NANOBRAND合同会社 COO
Hideyuki Tahakashi
高橋 秀行氏
新潟の燕三条エリアで、社会課題に寄り添うクリエイティブな仕事を展開する「NANOBRAND」。COO(最高統括責任者)の高橋 秀行(たかはし ひでゆき)さんは、大学で航空宇宙工学を学んだ後、自らの問いに導かれ、地元にUターン。兄とともに立ち上げた会社で、ものづくりと地域をつなぐ新たな価値を育てています。仕事への視点、プロジェクトの舞台裏、そしてこの地で働く意味を語っていただきました。
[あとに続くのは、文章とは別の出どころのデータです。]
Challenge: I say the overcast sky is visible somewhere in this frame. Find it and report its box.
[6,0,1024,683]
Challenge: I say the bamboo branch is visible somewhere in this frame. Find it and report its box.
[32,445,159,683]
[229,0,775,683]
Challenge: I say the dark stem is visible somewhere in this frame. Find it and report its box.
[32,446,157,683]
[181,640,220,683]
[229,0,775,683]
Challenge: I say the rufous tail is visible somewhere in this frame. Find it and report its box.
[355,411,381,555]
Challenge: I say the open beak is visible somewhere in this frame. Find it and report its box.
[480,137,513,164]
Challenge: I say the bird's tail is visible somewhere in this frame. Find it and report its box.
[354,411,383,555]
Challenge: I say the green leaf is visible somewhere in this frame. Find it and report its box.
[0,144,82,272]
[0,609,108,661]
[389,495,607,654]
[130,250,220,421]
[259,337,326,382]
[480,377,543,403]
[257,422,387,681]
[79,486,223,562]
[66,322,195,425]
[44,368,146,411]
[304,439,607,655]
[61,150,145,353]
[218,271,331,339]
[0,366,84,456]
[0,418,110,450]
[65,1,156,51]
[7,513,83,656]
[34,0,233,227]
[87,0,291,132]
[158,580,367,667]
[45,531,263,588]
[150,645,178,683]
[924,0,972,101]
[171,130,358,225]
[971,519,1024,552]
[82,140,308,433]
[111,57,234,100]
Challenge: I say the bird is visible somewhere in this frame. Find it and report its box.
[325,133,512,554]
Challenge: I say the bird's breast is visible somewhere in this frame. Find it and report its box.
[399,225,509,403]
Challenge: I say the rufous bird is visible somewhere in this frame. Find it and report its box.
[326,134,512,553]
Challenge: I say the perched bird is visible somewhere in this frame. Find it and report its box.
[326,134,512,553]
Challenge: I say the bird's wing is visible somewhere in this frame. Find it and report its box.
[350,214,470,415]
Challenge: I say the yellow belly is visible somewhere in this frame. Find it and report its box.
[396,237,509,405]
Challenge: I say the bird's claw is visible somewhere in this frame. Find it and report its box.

宙から地元へ!?“見えない価値”を追いかけた若者の原点
会社立ち上げまでの経緯を教えてください。
高校卒業後1年間予備校に通って、航空宇宙学が学べる大学へ進学し、神奈川県に住み始めました。人工衛星の打ち上げ前後の試験や、試験打ち上げ用の軌道解析などをもとに研究をしていたのですが、あるときふと「これは誰にとっていいことなのだろう?」という疑問が浮かんできたんです。
そこから「目に見えるもの」「人が感じられるもの」へと興味が移り、ソフトウェア会社に就職しました。
その会社が燕三条とつながりがあって今にいたるというわけですか。
いえ、違います。その会社で上司に「燕三条ってものづくりで有名な地域だよね」と言われたんですよね。そこで初めて、自分の地元を意識し、2011年に地元に戻ることになりました。
前職を退社して、地元にUターン。まず何を始めましたか?
ものづくり関係の支援です。設計のお手伝いや図面、データの作成、ソフトウェアの立ち上げ支援など、当時の僕ができることでさまざまな会社さんをサポートしました。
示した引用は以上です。